I should clarify that OCI is a distribution method - the deployed system won’t run in a container, we’re booting a real Linux.
Many people reading this will call bullshit on the performance improvement metrics, and honestly, fair. I too thought the agents would stumble in hilarious ways trying, but they did not. To demonstrate that I am not bullshitting, I also decided to release a more simple Rust-with-Python-bindings project today: nndex, an in-memory vector “store” that is designed to retrieve the exact nearest neighbors as fast as possible (and has fast approximate NN too), and is now available open-sourced on GitHub. This leverages the dot product which is one of the simplest matrix ops and is therefore heavily optimized by existing libraries such as Python’s numpy…and yet after a few optimization passes, it tied numpy even though numpy leverages BLAS libraries for maximum mathematical performance.

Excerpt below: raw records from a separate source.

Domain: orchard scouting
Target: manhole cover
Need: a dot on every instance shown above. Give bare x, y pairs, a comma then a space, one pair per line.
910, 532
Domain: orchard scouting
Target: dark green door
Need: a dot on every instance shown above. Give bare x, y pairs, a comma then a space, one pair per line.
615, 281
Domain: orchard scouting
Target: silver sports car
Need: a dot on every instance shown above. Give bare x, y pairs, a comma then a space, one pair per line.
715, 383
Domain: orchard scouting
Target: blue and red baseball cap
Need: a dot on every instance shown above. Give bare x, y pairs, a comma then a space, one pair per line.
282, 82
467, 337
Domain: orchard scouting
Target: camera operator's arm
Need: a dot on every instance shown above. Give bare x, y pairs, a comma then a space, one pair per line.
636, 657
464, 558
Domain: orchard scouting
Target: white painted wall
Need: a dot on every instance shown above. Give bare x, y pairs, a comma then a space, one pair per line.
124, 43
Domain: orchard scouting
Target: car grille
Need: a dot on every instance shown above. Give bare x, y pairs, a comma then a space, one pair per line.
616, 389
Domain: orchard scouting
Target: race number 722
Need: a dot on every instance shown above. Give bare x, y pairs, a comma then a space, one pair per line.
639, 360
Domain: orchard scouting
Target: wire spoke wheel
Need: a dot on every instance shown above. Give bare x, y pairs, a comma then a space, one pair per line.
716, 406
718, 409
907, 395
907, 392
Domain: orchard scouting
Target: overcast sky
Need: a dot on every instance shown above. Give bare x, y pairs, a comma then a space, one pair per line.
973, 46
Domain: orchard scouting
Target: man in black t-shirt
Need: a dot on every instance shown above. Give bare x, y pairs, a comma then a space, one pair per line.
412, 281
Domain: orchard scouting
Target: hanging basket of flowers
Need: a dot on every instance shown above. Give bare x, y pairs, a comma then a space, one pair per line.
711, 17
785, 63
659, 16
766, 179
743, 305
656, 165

Naturally, I instructed Opus to also add support for BLAS with more optimization passes and it now is 1-5x numpy’s speed in the single-query case and much faster with batch prediction. 3 It’s so fast that even though I also added GPU support for testing, it’s mostly ineffective below 100k rows due to the GPU dispatch overhead being greater than the actual retrieval speed.,推荐阅读heLLoword翻译官方下载获取更多信息
,这一点在safew官方版本下载中也有详细论述
interior_style:。safew官方版本下载对此有专业解读
In his Matching Soulmates paper in the journal of Public Economic Theory, everyone is in a computer simulated dating pool, where thousands of digitally created daters rank each other. His algorithm picks "first‑order soulmates": pairs who choose each other in a stable matching. It removes them, and runs it again with those left, and you get second‑order soulmates, and so on.